We benefited from each in different ways but all played key roles in generating “new ideas.” I will say that this was difficult to do and to sustain because you first must realize and be willing to ask for help and be open to learn. Finally, as a leader, you must be willing to be accountable for what you were taught.

Key “Lessons” from the Six Sources

  1. Manage real property from a portfolio perspective;
  2. Asset management principles must be leveraged at every level and are foundational;
  3. Use key performance indicators to drive decision making;
  4. Standardize enterprise business processes and best practices – develop playbooks for every key process/capability;
  5. Use automation and IT to reduce costs, improve transparency and better utilize personnel;
  6. Leverage the size of your organization through strategic sourcing and establishing Centers of Excellence.

 

Implementing these lessons across a large organization requires a clear strategy and goals with measurable objectives accompanied by specific implementation plans. Lessons were applicable to every capability in our mission set, despite resistance from “tribes” (e.g. internal and external).

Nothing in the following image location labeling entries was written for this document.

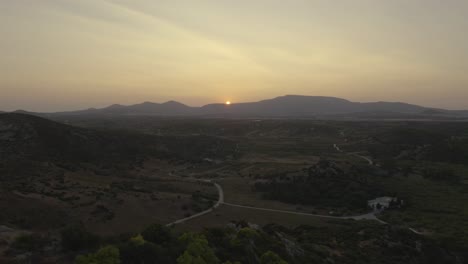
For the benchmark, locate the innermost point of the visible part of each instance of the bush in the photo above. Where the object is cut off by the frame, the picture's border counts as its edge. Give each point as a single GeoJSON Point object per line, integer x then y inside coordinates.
{"type": "Point", "coordinates": [105, 255]}
{"type": "Point", "coordinates": [157, 234]}
{"type": "Point", "coordinates": [78, 238]}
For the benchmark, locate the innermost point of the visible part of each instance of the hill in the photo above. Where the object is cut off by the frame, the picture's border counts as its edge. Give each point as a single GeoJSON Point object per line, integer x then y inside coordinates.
{"type": "Point", "coordinates": [283, 106]}
{"type": "Point", "coordinates": [27, 142]}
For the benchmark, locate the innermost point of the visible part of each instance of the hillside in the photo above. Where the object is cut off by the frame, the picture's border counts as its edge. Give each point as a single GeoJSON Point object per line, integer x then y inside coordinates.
{"type": "Point", "coordinates": [28, 141]}
{"type": "Point", "coordinates": [283, 106]}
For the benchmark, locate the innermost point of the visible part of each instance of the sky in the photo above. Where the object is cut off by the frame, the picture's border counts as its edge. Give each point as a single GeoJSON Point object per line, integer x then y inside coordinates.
{"type": "Point", "coordinates": [68, 54]}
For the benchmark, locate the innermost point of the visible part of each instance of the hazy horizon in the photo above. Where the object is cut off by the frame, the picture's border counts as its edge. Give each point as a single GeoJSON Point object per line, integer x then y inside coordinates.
{"type": "Point", "coordinates": [60, 55]}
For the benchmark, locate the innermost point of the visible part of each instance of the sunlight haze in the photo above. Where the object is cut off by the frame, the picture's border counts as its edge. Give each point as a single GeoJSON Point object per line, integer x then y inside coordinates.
{"type": "Point", "coordinates": [67, 54]}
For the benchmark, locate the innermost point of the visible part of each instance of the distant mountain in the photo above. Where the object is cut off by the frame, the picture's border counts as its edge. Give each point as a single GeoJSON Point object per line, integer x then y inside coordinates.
{"type": "Point", "coordinates": [283, 106]}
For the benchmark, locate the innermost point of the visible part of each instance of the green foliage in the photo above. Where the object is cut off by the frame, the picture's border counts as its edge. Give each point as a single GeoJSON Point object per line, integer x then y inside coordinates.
{"type": "Point", "coordinates": [137, 240]}
{"type": "Point", "coordinates": [76, 237]}
{"type": "Point", "coordinates": [157, 234]}
{"type": "Point", "coordinates": [198, 251]}
{"type": "Point", "coordinates": [326, 185]}
{"type": "Point", "coordinates": [105, 255]}
{"type": "Point", "coordinates": [28, 242]}
{"type": "Point", "coordinates": [271, 258]}
{"type": "Point", "coordinates": [444, 174]}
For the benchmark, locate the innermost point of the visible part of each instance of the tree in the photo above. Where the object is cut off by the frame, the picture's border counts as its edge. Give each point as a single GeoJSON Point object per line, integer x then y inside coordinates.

The lessons we learned helped us make significant improvements in organizational efficiency and accountability. Some examples of savings include: Asset management space optimization identified 37 percent excess capacity in admin facilities; centralizing environmental restoration saved $63M/yr; strategic sourcing of long-term restoration monitoring saved $32M/yr; centralizing capital improvements execution reduced manpower 40 percent and saved $8.5M/yr; fire protection initiatives saved 901 positions and $58M/yr. There are many more examples and lessons learned, and I know the AF is continuing its journey of discovery and change.

Transformation is not an easy journey, but leaders who have a vision with clear objectives, are engaged at every level and communicate constantly will have a better chance of success. An organization that is constantly growing and adapting can meet any challenge. Given the opportunity and support, people will amaze you with their dedication, initiative and results.